Consumers choose... cork?
February 03, 2008
Many of you will remember my post from last summer with our take on the cork-screwcap debate. It suggested a more nuanced approach than many of the polemics that you read asserting that one closure was always better than the other: that some wines evolved better under the more reactive closure of natural cork, and others under the more hermetic Stelvin screwcap. It did not address consumer preference, because we've assumed that consumers more or less have become accustomed to screwcaps and make their buying decisions based on the wine's (or winery's) reputation rather than the closure.
Up through the 2004 vintage, we'd only made the decision to put our aromatic whites and our Rosé in screwcap, and leave the cork finish for our reds and our Roussanne-based whites which seem to benefit from the flavor and oxygen exchange with the cork. That said, the red wine we've been most curious about watching under Stelvin is our Côtes de Tablas. It's based on Grenache, which is notoriously prone to oxidation. It's our blend of wine lots in the cellar we think will be approachable younger. Even though they make up between 20% and 40% of the blend most years, it tends not to show the reductive characteristics of Mourvedre or Syrah.
So, with the 2005 vintage, we decided to bottle about 350 cases of Cotes de Tablas in screwcap and the balance in cork, with the idea of showing the Stelvin version only our tasting room. We like to start experiments in our tasting room because it ensures that we're around to notice anything unexpected. We're opening bottles every day, and can see if the wine is showing reductive characteristics or other undesirable development. For the other 3000 or so cases, including everything we're releasing wholesale into the national market, we finished the wine with cork.

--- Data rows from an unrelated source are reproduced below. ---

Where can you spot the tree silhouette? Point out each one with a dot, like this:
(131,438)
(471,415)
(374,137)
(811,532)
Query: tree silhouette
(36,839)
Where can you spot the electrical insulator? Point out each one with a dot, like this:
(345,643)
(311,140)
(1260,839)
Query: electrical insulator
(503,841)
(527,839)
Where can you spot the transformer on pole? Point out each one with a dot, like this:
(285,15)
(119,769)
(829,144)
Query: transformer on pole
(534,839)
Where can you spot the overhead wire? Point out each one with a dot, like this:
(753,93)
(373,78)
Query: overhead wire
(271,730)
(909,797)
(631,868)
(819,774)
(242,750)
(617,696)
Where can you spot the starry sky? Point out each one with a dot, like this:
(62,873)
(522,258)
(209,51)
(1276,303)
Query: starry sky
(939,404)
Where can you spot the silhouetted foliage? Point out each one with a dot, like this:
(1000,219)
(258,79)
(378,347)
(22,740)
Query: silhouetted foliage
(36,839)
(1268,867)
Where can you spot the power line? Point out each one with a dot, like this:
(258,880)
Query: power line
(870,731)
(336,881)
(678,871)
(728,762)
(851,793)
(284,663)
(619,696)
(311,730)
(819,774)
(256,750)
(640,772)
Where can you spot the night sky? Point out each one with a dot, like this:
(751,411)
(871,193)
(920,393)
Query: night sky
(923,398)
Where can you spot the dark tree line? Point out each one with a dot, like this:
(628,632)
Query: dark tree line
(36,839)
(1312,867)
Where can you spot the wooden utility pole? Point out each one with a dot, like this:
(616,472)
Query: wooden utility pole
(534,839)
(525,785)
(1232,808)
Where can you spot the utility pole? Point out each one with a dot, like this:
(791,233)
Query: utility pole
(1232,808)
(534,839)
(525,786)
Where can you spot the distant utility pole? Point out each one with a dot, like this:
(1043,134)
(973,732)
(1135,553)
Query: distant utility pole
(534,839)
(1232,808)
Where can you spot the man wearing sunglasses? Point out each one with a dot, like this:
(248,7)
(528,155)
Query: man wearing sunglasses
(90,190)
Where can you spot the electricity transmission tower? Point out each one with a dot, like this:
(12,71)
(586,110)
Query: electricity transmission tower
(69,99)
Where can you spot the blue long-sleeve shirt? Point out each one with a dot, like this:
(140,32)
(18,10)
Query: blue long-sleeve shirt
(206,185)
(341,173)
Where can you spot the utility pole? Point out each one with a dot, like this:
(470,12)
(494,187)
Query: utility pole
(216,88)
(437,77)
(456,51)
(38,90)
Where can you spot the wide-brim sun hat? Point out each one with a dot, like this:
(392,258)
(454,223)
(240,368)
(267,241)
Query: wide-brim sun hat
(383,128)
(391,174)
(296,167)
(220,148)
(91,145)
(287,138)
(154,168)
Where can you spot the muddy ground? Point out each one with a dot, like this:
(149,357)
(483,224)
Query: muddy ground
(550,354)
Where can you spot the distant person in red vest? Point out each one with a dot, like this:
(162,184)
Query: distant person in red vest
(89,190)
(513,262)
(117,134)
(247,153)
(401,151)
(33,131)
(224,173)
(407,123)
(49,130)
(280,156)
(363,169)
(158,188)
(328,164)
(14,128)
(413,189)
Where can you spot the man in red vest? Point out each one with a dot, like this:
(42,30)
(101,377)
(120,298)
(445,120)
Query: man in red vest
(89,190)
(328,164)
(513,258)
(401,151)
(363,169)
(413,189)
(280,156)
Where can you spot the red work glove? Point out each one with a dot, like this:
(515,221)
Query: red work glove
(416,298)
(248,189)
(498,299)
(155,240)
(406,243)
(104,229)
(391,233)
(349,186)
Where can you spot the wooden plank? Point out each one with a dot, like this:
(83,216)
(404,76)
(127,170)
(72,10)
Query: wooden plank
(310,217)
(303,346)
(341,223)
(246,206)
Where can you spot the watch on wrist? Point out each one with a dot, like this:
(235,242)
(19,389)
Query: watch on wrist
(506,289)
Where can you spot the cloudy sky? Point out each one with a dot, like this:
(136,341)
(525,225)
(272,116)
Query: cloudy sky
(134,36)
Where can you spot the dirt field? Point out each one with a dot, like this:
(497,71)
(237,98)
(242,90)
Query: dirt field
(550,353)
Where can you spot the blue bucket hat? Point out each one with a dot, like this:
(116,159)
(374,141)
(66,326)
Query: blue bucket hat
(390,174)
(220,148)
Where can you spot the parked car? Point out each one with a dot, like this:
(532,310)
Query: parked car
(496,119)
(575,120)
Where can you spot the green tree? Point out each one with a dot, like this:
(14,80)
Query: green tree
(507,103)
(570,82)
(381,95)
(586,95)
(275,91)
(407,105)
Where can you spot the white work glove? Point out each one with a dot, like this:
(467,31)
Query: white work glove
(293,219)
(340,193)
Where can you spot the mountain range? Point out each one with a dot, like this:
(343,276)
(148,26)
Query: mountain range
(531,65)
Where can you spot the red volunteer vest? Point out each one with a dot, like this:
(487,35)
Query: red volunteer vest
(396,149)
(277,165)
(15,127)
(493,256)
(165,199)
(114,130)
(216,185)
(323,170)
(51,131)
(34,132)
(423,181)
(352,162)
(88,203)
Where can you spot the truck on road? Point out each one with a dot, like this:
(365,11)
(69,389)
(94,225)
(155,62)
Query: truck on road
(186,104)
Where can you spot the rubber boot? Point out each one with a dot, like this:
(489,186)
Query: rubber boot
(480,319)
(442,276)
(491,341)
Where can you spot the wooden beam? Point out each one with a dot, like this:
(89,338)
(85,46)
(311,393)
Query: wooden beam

We started pouring the Cotes de Tablas in screwcap in our tasting room in mid-January. At that same time, we posted it alongside the corked version on our online order form. I wasn't conducting some conscious sociological experiment; I just wanted people to be able to buy the closure they'd tried, wherever they'd tried it. I figured that since about three-quarters of the people who order online are our wine club members, and an even greater proportion first became familiar with the wines at our tasting room, we'd sell mostly screwcap-finished Cotes de Tablas on our Web site. This has not been the case. Since I posted both versions of the wine, 15 of the 21 orders we've received that have included Cotes de Tablas have specified the cork-finished version.
Granted, this is a small sample size. As people have a chance to sample the wine in the tasting room, I think that more people will be more comfortable with the screwcap finish on one of our red wines. Still, I wonder if the consumer acceptance of screwcaps, even among the more-educated, more-progressive audience who orders direct from a small winery specializing in Rhone blends from California, has been a bit overstated.
Would these people shy away from the wine if their only option was screwcap? It's impossible to know. I suspect not. Certainly, with whites and rosé, we've noticed no consumer resistance. When we released the Cotes de Tablas Blanc in screwcap (exclusively) with the 2005 vintage, our monthly sales of that wine went up 30%. Again, I don't think that this was because of the screwcap (the wine was terrific, and got some great press) but I think that any momentum it inherited from its closure was positive. I'm suspecting that were we to release the Cotes de Tablas red into the national market in screwcap, it would get a little negative momentum from its closure.
It may just be that consumers have more background with screwcapped whites than reds. New Zealand Sauvignon Blancs have been imported almost exclusively in screwcap for years now, and many California producers have switched white production into screwcap while leaving red production under cork. I have a feeling that this will change with time. Certainly, the bulk of the wine press is solidly behind the screwcap. Laurie Daniel, in a recent article in the San Jose Mercury News used the results of a Tablas Creek library tasting of wines bottled in both cork and screwcap to advance her thesis that even for big reds, screwcaps are an attractive option.
Still, I'm happy that we didn't move our whole production of the Cotes de Tablas 2006 into screwcap, as we were considering after our initial taste trials of the 2005. We'll give ourselves another year to assure ourselves that the screwcapped wine is at least as good the cork-finished one, and give the wine market another year to become accustomed to the idea that top reds can be found under screwcap as readily as under cork.